8 Responses to “How He Proposed”

  1. cyn Says:

    Visit cyn

    dude! I’m still eagerly awaiting the story! :D

  2. cyn Says:

    Visit cyn

    I think this is such a fantastic story! I’ve heard you and Michelle tell it a couple times, and every time, I just think it’s so wonderful that you found something truly unique to your relationship and to each other for getting engaged. yay! thanx for posting it ;)

  3. Shannon O’Neill Says:

    Visit Shannon O’Neill

    What a story, as wedding professional it’s not to often that I hear of a new or original proposal. But this one does it.
    -Shannon M. O’Neill, WPICC
    Certified Wedding Consultant & Coordinator

  4. Ellen Braunstein Says:

    Visit Ellen Braunstein

    I liked your anagram proposal. I did know a guy who proposed to a woman during a scrabble game by cheating with some extra letters that spelled “marry me.” Whoops two words…

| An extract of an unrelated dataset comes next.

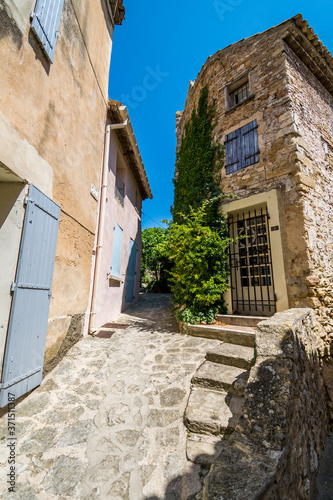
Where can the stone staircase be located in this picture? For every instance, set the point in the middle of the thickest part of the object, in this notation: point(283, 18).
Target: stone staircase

    At Courtship-Stories dot com, we write, design and print couples’ love stories as a wedding favor or keepsake for their guests. It’s a lovely meaningful experience at a wedding to have guests read our booklets. Please come over and read our couples’ stories in 3 dimension.

    Ellen Braunstein
    Courtship Stories Favors and Keepsakes

  5. Debby Says:

    Visit Debby

    What a creative proposal story! I love to hear different engagement stories. I sell wedding invitations and with all the conversations I have with brides, I think I have heard it all. I have heard just about everything from the mundane to extremely creative. Your story definitely borders on the unique. You will enjoy some day sharing this great story with your grandchildren.

  6. Andrew Says:

    Visit Andrew

    Was it a silver ring? Because if it was a silver ring I hope you protected it against oxidation before burying it … well, never mind, it’s my passion as I’m a collector of antique silver jewelery … I think it’s fantastic you decided to propose to her with her grandmother’s antique ring. Good luck in your marriage!

  7. Shannon Brown Says:

    Visit Shannon Brown

    You really have got a good one! Many girls dream of a unforgettable proposal but very few actually get one.

  8. Stan Brower Says:

    Visit Stan Brower

    Wow, that was such a beautiful story. I loved the idea, very unique.Lets hope I come up with something as such too when the time comes, too bad we never go “letterboxing”.Really awesome , surely a very good read.Thanks for posting!